How can I rotate/shift/increment one particular column's values in Polars DataFrame?

I have a polars dataframe as follows:
df = pl.DataFrame(
dict(
day=[1, 1, 1, 3, 3, 3, 5, 5, 8, 8, 9, 9, 9],
value=[1, 2, 2, 3, 5, 2, 1, 2, 7, 3, 5, 3, 4],
)
)
I want to incrementally rotate the values in column 'day'? By incremental rotation, I mean for each value, change it to its next larger value exists in the column, and if the value is the largest, then change it to null/None.
Basically, the result I expect should be the following:
pl.DataFrame(
dict(
day=[3, 3, 3, 5, 5, 5, 8, 8, 9, 9, None, None, None],
value=[1, 2, 2, 3, 5, 2, 1, 2, 7, 3, 5, 3, 4],
)
)
Is there some particular polars-python idiomatic way to achieve this?
If day is sorted - you could group together - shift - then explode back?
(df.groupby("day", maintain_order=True)
.agg_list()
.with_columns(pl.col("day").shift(-1))
.explode(pl.exclude("day")))
shape: (13, 2)
┌──────┬───────┐
│ day | value │
│ --- | --- │
│ i64 | i64 │
╞══════╪═══════╡
│ 3 | 1 │
│ 3 | 2 │
│ 3 | 2 │
│ 5 | 3 │
│ 5 | 5 │
│ 5 | 2 │
│ 8 | 1 │
│ 8 | 2 │
│ 9 | 7 │
│ 9 | 3 │
│ null | 5 │
│ null | 3 │
│ null | 4 │
└──────┴───────┘
Perhaps another approach is to .rank() the column.
.search_sorted() for rank + 1 could find the positions of the next "group".
The max values could be nulled out then passed to .take() to get the new values.
(df.with_columns(
pl.col("day").rank("dense")
.cast(pl.Int64)
.alias("rank"))
.with_columns(
pl.col("rank")
.search_sorted(pl.col("rank") + 1)
.alias("idx"))
.with_columns(
pl.when(pl.col("idx") != pl.col("idx").max())
.then(pl.col("idx"))
.alias("idx"))
.with_columns(
pl.col("day").take(pl.col("idx"))
.alias("new"))
)
shape: (13, 5)
┌─────┬───────┬──────┬──────┬──────┐
│ day | value | rank | idx | new │
│ --- | --- | --- | --- | --- │
│ i64 | i64 | i64 | u32 | i64 │
╞═════╪═══════╪══════╪══════╪══════╡
│ 1 | 1 | 1 | 3 | 3 │
│ 1 | 2 | 1 | 3 | 3 │
│ 1 | 2 | 1 | 3 | 3 │
│ 3 | 3 | 2 | 6 | 5 │
│ 3 | 5 | 2 | 6 | 5 │
│ 3 | 2 | 2 | 6 | 5 │
│ 5 | 1 | 3 | 8 | 8 │
│ 5 | 2 | 3 | 8 | 8 │
│ 8 | 7 | 4 | 10 | 9 │
│ 8 | 3 | 4 | 10 | 9 │
│ 9 | 5 | 5 | null | null │
│ 9 | 3 | 5 | null | null │
│ 9 | 4 | 5 | null | null │
└─────┴───────┴──────┴──────┴──────┘
Feels like I'm missing an obvious simpler approach here..

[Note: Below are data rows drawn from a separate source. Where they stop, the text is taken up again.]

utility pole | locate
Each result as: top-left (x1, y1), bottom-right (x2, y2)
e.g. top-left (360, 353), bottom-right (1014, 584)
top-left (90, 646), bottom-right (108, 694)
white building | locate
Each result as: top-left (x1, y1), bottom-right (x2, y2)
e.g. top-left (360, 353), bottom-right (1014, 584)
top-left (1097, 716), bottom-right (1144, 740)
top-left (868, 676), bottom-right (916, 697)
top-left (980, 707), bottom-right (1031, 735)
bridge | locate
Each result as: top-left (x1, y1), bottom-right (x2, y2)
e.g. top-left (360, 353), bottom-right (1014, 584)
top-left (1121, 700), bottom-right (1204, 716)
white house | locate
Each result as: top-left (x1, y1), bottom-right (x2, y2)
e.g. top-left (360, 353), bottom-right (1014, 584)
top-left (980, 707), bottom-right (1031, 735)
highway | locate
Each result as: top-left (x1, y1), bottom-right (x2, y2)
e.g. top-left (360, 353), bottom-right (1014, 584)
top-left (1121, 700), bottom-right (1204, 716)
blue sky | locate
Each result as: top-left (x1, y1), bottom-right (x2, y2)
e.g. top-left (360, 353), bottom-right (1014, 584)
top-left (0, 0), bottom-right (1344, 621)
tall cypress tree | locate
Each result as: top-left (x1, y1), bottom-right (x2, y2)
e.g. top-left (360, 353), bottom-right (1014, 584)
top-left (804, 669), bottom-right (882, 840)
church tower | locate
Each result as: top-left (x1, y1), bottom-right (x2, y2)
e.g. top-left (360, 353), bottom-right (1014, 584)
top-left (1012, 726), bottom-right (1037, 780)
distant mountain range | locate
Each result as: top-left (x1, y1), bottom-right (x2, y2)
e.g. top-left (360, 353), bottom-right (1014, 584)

#jqurious, what I'd recommend for remapping values is a join. Joins are heavily optimized and scale very well, especially on machines with a good number of cores.
As an example, let's benchmark some solutions.
First, some data
Let's use enough data to avoid spurious results from "microbenchmarking" using tiny datasets. (I see this all too often - tiny datasets with benchmark results down to a few microseconds or milliseconds.)
On my 32-core system with 512 GB of RAM, that means expanding the dataset to one billion records. (Choose a different value below as appropriate for your computing platform.)
import polars as pl
import numpy as np
import time
rng = np.random.default_rng(1)
nbr_rows = 1_000_000_000
df = pl.DataFrame(
dict(
day=rng.integers(1, 1_000_000, nbr_rows),
value=rng.integers(1, 1_000_000, nbr_rows),
)
).with_row_count()
df
shape: (1000000000, 3)
┌───────────┬────────┬────────┐
│ row_nr ┆ day ┆ value │
│ --- ┆ --- ┆ --- │
│ u32 ┆ i64 ┆ i64 │
╞═══════════╪════════╪════════╡
│ 0 ┆ 473189 ┆ 747152 │
│ 1 ┆ 511822 ┆ 298575 │
│ 2 ┆ 755167 ┆ 868027 │
│ 3 ┆ 950463 ┆ 289295 │
│ ... ┆ ... ┆ ... │
│ 999999996 ┆ 828237 ┆ 503917 │
│ 999999997 ┆ 909996 ┆ 447681 │
│ 999999998 ┆ 309104 ┆ 588174 │
│ 999999999 ┆ 485525 ┆ 198567 │
└───────────┴────────┴────────┘
Assumption: Not sorted
Let's suppose that we cannot assume that the data is sorted by day. (We'll have to adapt the solutions somewhat.)
Join
Here's the results using a join. If you watch your CPU usage, for example using top in Linux, you'll see that the algorithm is heavily multi-threaded. It spends the majority of its time spread across all cores of your system.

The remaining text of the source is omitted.